Fidelma continuaba reclinada en su silla con las manos ante ella y ahora concentraba su mirada en Muadnat. Ocultaba a propósito sus ojos encendidos y mostraba una expresión blanda.

– Cuando muere un ocáire, dueño de una pequeña granja, una séptima parte de la tierra está sujeta a impuestos y ha de pagarse al jefe por la conservación del territorio del clan. ¿Se ha hecho esto?

– Así es -interrumpió el scriptor levantando la vista de las notas-. En este sentido hay una disposición del jefe, Eber de Araglin, hermana.

– Bien. Entonces la decisión que ha de tomar este tribunal es simple.

Fidelma se volvió lentamente hacia Archú.

– Vuestra madre era la única hija de un ocáire. Al morir éste, ella era la heredera y tenía derecho a sacar provecho de la tierra de su padre mientras viviera. Normalmente, esta tierra no podía pasar a su marido o a sus hijos y al morir ella tenía que revertir al pariente más cercano de su familia.

Muadnat se puso en pie y por primera vez sus rasgos contrariados se relajaron mostrando una expresión de satisfacción. Clavó sus ojos triunfantes en el joven.

– Sin embargo -continuó Fidelma con una voz glacial que atravesó la capilla- si su marido era extranjero, y en este caso era bretón, no tenía ninguna tierra que le perteneciera dentro del territorio del clan. Por lo tanto no podía dejar nada a su hijo. En tales circunstancias, la ley es clara y fue nuestro gran juez Bríg Briugaid quien dictó una sentencia que se convirtió en ley. Es decir, en tales circunstancias, la madre tiene derecho a legar la tierra a su hijo, pero con una limitación. De sus tierras, sólo puede legar el valor correspondiente a siete cumals, que es la propiedad mínima de un ocáire o pequeño granjero.
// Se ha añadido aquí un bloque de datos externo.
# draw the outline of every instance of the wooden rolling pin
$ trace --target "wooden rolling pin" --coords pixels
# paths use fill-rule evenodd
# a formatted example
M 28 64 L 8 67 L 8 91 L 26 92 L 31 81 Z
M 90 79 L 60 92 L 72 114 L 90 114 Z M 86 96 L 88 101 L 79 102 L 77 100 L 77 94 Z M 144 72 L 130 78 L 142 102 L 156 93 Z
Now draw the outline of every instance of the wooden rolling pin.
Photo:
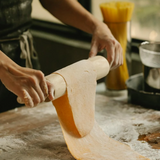
M 88 61 L 92 62 L 93 67 L 97 73 L 97 80 L 105 77 L 109 72 L 109 63 L 106 58 L 102 56 L 95 56 L 89 58 Z M 78 63 L 78 62 L 76 62 Z M 54 100 L 63 96 L 66 92 L 66 82 L 59 74 L 52 73 L 45 77 L 47 81 L 54 84 Z M 17 98 L 18 103 L 24 104 L 20 97 Z

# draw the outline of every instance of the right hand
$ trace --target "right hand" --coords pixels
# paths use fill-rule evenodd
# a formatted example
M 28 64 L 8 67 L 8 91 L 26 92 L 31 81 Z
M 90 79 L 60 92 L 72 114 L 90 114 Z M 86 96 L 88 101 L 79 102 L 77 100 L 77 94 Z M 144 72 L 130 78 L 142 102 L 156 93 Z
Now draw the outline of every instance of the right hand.
M 14 66 L 1 67 L 1 81 L 5 87 L 16 94 L 28 107 L 44 102 L 48 97 L 54 99 L 53 85 L 45 80 L 41 71 Z

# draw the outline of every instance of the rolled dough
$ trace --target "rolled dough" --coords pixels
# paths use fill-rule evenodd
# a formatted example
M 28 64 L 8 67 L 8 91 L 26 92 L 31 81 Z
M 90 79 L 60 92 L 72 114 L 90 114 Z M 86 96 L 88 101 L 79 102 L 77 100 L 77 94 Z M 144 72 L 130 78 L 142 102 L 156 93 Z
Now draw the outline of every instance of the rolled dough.
M 77 160 L 149 160 L 107 136 L 94 118 L 96 73 L 91 62 L 80 61 L 57 72 L 67 93 L 53 101 L 64 139 Z

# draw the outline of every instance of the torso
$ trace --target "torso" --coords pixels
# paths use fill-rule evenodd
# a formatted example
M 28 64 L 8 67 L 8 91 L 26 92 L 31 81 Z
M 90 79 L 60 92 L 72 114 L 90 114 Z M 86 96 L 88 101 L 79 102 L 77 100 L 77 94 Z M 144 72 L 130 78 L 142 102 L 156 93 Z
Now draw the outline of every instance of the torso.
M 0 0 L 0 38 L 20 34 L 31 24 L 32 0 Z

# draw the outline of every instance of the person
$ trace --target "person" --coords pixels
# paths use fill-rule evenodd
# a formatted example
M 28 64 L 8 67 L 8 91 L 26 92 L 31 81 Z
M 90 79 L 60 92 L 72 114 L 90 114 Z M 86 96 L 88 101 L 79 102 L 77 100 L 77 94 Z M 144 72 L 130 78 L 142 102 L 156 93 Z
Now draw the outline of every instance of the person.
M 123 64 L 122 47 L 106 24 L 96 19 L 76 0 L 40 0 L 42 6 L 67 25 L 92 35 L 89 57 L 106 49 L 110 69 Z M 32 0 L 0 0 L 0 112 L 20 106 L 34 107 L 46 97 L 54 99 L 52 84 L 40 71 L 33 47 Z

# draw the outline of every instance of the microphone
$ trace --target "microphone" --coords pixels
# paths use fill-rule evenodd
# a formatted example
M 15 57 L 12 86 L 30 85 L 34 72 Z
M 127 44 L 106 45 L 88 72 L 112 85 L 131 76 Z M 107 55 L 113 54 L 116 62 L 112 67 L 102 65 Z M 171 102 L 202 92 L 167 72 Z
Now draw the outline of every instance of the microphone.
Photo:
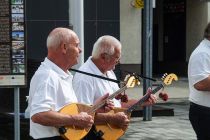
M 153 79 L 153 78 L 150 78 L 150 77 L 146 77 L 146 76 L 137 74 L 137 73 L 135 73 L 135 72 L 129 72 L 129 71 L 124 71 L 124 72 L 129 73 L 129 74 L 131 74 L 131 75 L 133 75 L 133 76 L 141 77 L 141 78 L 143 78 L 143 79 L 149 79 L 149 80 L 151 80 L 151 81 L 157 81 L 156 79 Z

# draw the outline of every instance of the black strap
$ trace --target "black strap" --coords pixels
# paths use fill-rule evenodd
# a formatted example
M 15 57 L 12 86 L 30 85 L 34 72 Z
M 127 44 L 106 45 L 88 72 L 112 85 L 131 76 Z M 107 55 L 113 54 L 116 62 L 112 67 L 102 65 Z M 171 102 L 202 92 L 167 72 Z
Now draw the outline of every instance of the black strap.
M 82 73 L 82 74 L 86 74 L 86 75 L 89 75 L 89 76 L 97 77 L 97 78 L 100 78 L 100 79 L 104 79 L 104 80 L 107 80 L 107 81 L 112 81 L 112 82 L 115 82 L 115 83 L 118 83 L 118 84 L 121 83 L 121 81 L 119 81 L 119 80 L 103 77 L 103 76 L 100 76 L 100 75 L 96 75 L 96 74 L 92 74 L 92 73 L 88 73 L 88 72 L 84 72 L 84 71 L 80 71 L 80 70 L 76 70 L 76 69 L 70 69 L 70 70 L 75 71 L 75 72 L 79 72 L 79 73 Z

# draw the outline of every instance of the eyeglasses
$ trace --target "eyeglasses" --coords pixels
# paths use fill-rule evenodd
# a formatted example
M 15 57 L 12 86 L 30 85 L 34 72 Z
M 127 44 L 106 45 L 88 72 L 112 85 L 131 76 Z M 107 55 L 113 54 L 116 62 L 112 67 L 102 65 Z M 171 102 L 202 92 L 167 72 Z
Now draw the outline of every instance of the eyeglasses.
M 65 44 L 70 44 L 70 45 L 75 45 L 76 47 L 80 47 L 80 43 L 65 43 Z
M 107 53 L 105 53 L 105 54 L 108 55 L 109 57 L 115 59 L 116 64 L 120 63 L 120 56 L 113 56 L 113 55 L 110 55 L 110 54 L 107 54 Z

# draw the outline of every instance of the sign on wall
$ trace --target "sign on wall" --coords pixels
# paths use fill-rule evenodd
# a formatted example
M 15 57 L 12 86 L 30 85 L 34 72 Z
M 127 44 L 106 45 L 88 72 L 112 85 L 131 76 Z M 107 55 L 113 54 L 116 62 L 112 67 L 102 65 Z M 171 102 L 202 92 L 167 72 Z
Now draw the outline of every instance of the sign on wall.
M 24 0 L 0 0 L 0 87 L 26 85 Z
Se hizo un silencio, como si ambos, demandante y demandado, intentaran entender el fallo. Fidelma se compadeció ante su expresión de desconcierto.

– He fallado en vuestro favor, Archú -dijo sonriendo al joven-. Vuestro primo ocupa la tierra ilegalmente ahora que sois mayor de edad. Tiene que renunciar a un trozo de tierra equivalente al valor de siete cumals.

Muadnat abrió la boca perplejo.

– Pero… pero la totalidad de la tierra apenas equivale a siete cumals. Si a él le corresponde el valor de siete cumals a mí no me quedará nada.

Fidelma adoptó el tono de un maestro que sermonea a un alumno.

– Según el Críth Gablach, la antigua ley, siete cumals es la propiedad de un ocáire, que es lo que tiene derecho a recibir Archú -recitó con solemnidad Fidelma-. Además, por haber actuado violando la ley hasta el punto de obligar a Archú a presentar una demanda contra vos, tenéis que pagar una multa de un cumal a este tribunal.

Muadnat se quedó blanco. Su rostro reflejaba ira.

– ¡Esto es una injusticia! -gruñó.

Fidelma se enfrentó a la rabia con calma.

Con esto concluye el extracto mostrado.